Professor of Physics and Environmental Science
  • Burning out prairie grasses prior to a presribed fire

  • The flag marks the spot: one of my sampling sites at Hitchcock Nature Center

  • A (not so great) soil core from the Hitchcock valley bottoms

  • A fire-resistant oak

  • Controlling a prescribed fire

  • Lots of smoke, but very little heat

  • One of the last fires of the day

Research at Hitchcock Nature Center, Iowa

Hitchcock Nature Center was one of my first study sites once I came to Trinity. I have visited it annually since 2002 when I began taking soil cores from Badger Ridge. They were part of an initial study to link local climates to the magnetic properties of modern soils. Over the following years we have measured erosion rates at HNC to assist the local natural resources manager in managing the park and to estimate how rapidly soils acquire a magnetic signal.

In recent years I have focused on the effects of prescribed fires on soil magnetic properties.
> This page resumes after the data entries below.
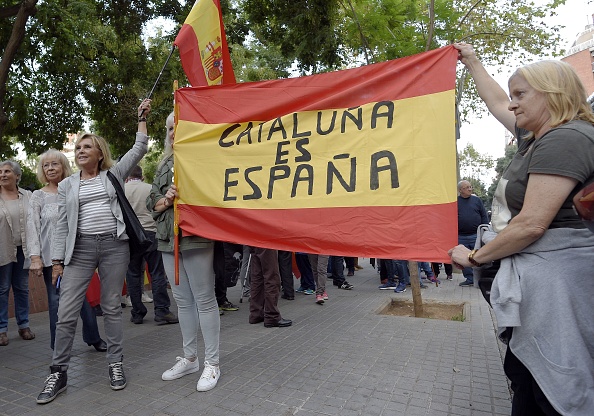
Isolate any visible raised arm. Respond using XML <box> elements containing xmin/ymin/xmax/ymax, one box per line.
<box><xmin>112</xmin><ymin>99</ymin><xmax>151</xmax><ymax>180</ymax></box>
<box><xmin>454</xmin><ymin>43</ymin><xmax>516</xmax><ymax>134</ymax></box>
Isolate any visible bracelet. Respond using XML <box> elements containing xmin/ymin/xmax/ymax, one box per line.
<box><xmin>467</xmin><ymin>249</ymin><xmax>484</xmax><ymax>267</ymax></box>
<box><xmin>52</xmin><ymin>260</ymin><xmax>64</xmax><ymax>266</ymax></box>
<box><xmin>138</xmin><ymin>117</ymin><xmax>147</xmax><ymax>122</ymax></box>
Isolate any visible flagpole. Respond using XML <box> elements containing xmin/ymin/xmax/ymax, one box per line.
<box><xmin>172</xmin><ymin>80</ymin><xmax>180</xmax><ymax>286</ymax></box>
<box><xmin>139</xmin><ymin>45</ymin><xmax>176</xmax><ymax>117</ymax></box>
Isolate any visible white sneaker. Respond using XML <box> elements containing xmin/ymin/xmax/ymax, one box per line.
<box><xmin>141</xmin><ymin>292</ymin><xmax>153</xmax><ymax>303</ymax></box>
<box><xmin>161</xmin><ymin>357</ymin><xmax>200</xmax><ymax>381</ymax></box>
<box><xmin>125</xmin><ymin>296</ymin><xmax>132</xmax><ymax>307</ymax></box>
<box><xmin>196</xmin><ymin>361</ymin><xmax>220</xmax><ymax>392</ymax></box>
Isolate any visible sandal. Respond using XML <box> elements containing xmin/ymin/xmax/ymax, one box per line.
<box><xmin>18</xmin><ymin>327</ymin><xmax>35</xmax><ymax>340</ymax></box>
<box><xmin>0</xmin><ymin>332</ymin><xmax>8</xmax><ymax>346</ymax></box>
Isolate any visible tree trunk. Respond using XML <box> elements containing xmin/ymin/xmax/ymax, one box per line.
<box><xmin>424</xmin><ymin>0</ymin><xmax>435</xmax><ymax>52</ymax></box>
<box><xmin>0</xmin><ymin>0</ymin><xmax>38</xmax><ymax>142</ymax></box>
<box><xmin>409</xmin><ymin>261</ymin><xmax>424</xmax><ymax>317</ymax></box>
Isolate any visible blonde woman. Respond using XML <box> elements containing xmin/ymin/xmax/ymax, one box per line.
<box><xmin>147</xmin><ymin>112</ymin><xmax>221</xmax><ymax>392</ymax></box>
<box><xmin>27</xmin><ymin>149</ymin><xmax>106</xmax><ymax>352</ymax></box>
<box><xmin>37</xmin><ymin>99</ymin><xmax>151</xmax><ymax>404</ymax></box>
<box><xmin>450</xmin><ymin>44</ymin><xmax>594</xmax><ymax>416</ymax></box>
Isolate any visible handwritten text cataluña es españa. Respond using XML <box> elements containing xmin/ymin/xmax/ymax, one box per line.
<box><xmin>220</xmin><ymin>101</ymin><xmax>400</xmax><ymax>201</ymax></box>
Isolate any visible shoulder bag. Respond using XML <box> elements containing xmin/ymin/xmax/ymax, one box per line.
<box><xmin>106</xmin><ymin>170</ymin><xmax>152</xmax><ymax>255</ymax></box>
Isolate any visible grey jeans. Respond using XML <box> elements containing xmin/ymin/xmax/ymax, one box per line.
<box><xmin>162</xmin><ymin>248</ymin><xmax>220</xmax><ymax>365</ymax></box>
<box><xmin>308</xmin><ymin>254</ymin><xmax>329</xmax><ymax>295</ymax></box>
<box><xmin>53</xmin><ymin>234</ymin><xmax>129</xmax><ymax>369</ymax></box>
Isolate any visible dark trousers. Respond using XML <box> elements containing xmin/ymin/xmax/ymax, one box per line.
<box><xmin>431</xmin><ymin>262</ymin><xmax>453</xmax><ymax>277</ymax></box>
<box><xmin>213</xmin><ymin>241</ymin><xmax>228</xmax><ymax>305</ymax></box>
<box><xmin>125</xmin><ymin>231</ymin><xmax>171</xmax><ymax>319</ymax></box>
<box><xmin>379</xmin><ymin>259</ymin><xmax>396</xmax><ymax>283</ymax></box>
<box><xmin>345</xmin><ymin>256</ymin><xmax>355</xmax><ymax>273</ymax></box>
<box><xmin>379</xmin><ymin>259</ymin><xmax>388</xmax><ymax>282</ymax></box>
<box><xmin>295</xmin><ymin>253</ymin><xmax>315</xmax><ymax>290</ymax></box>
<box><xmin>278</xmin><ymin>250</ymin><xmax>294</xmax><ymax>297</ymax></box>
<box><xmin>249</xmin><ymin>248</ymin><xmax>281</xmax><ymax>324</ymax></box>
<box><xmin>330</xmin><ymin>256</ymin><xmax>345</xmax><ymax>284</ymax></box>
<box><xmin>504</xmin><ymin>348</ymin><xmax>561</xmax><ymax>416</ymax></box>
<box><xmin>44</xmin><ymin>266</ymin><xmax>100</xmax><ymax>349</ymax></box>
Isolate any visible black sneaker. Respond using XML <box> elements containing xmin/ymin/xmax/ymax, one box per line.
<box><xmin>219</xmin><ymin>301</ymin><xmax>239</xmax><ymax>311</ymax></box>
<box><xmin>130</xmin><ymin>311</ymin><xmax>146</xmax><ymax>325</ymax></box>
<box><xmin>37</xmin><ymin>366</ymin><xmax>67</xmax><ymax>404</ymax></box>
<box><xmin>108</xmin><ymin>362</ymin><xmax>127</xmax><ymax>390</ymax></box>
<box><xmin>154</xmin><ymin>312</ymin><xmax>179</xmax><ymax>325</ymax></box>
<box><xmin>339</xmin><ymin>281</ymin><xmax>354</xmax><ymax>290</ymax></box>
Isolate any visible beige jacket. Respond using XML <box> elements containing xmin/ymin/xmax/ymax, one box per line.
<box><xmin>0</xmin><ymin>187</ymin><xmax>32</xmax><ymax>267</ymax></box>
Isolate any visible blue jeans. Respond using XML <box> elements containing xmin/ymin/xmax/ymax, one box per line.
<box><xmin>418</xmin><ymin>262</ymin><xmax>434</xmax><ymax>278</ymax></box>
<box><xmin>459</xmin><ymin>234</ymin><xmax>476</xmax><ymax>282</ymax></box>
<box><xmin>394</xmin><ymin>260</ymin><xmax>410</xmax><ymax>285</ymax></box>
<box><xmin>394</xmin><ymin>260</ymin><xmax>424</xmax><ymax>285</ymax></box>
<box><xmin>125</xmin><ymin>231</ymin><xmax>171</xmax><ymax>320</ymax></box>
<box><xmin>0</xmin><ymin>246</ymin><xmax>29</xmax><ymax>333</ymax></box>
<box><xmin>43</xmin><ymin>266</ymin><xmax>101</xmax><ymax>350</ymax></box>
Soils can become strongly magnetic if exposed to temperatures above ~300°C, which could complicate the interpretation of soil magnetic properties in terms of climate. Our studies have shown that prescribed fires in tall grass prairie and oak savanna rarely become hot enough to alter the magnetic properties of the soil. Frequent prescribed burns leave little fuel to accumulate, most heat radiates upward rather than downward into the soil, and grass fires move too quickly to significantly raise soil temperatures.

Current research maps fire intensity on the hillside level, and attempts to reconstruct pre-historic fire frequency and severity based on the study of soil and sediment cores.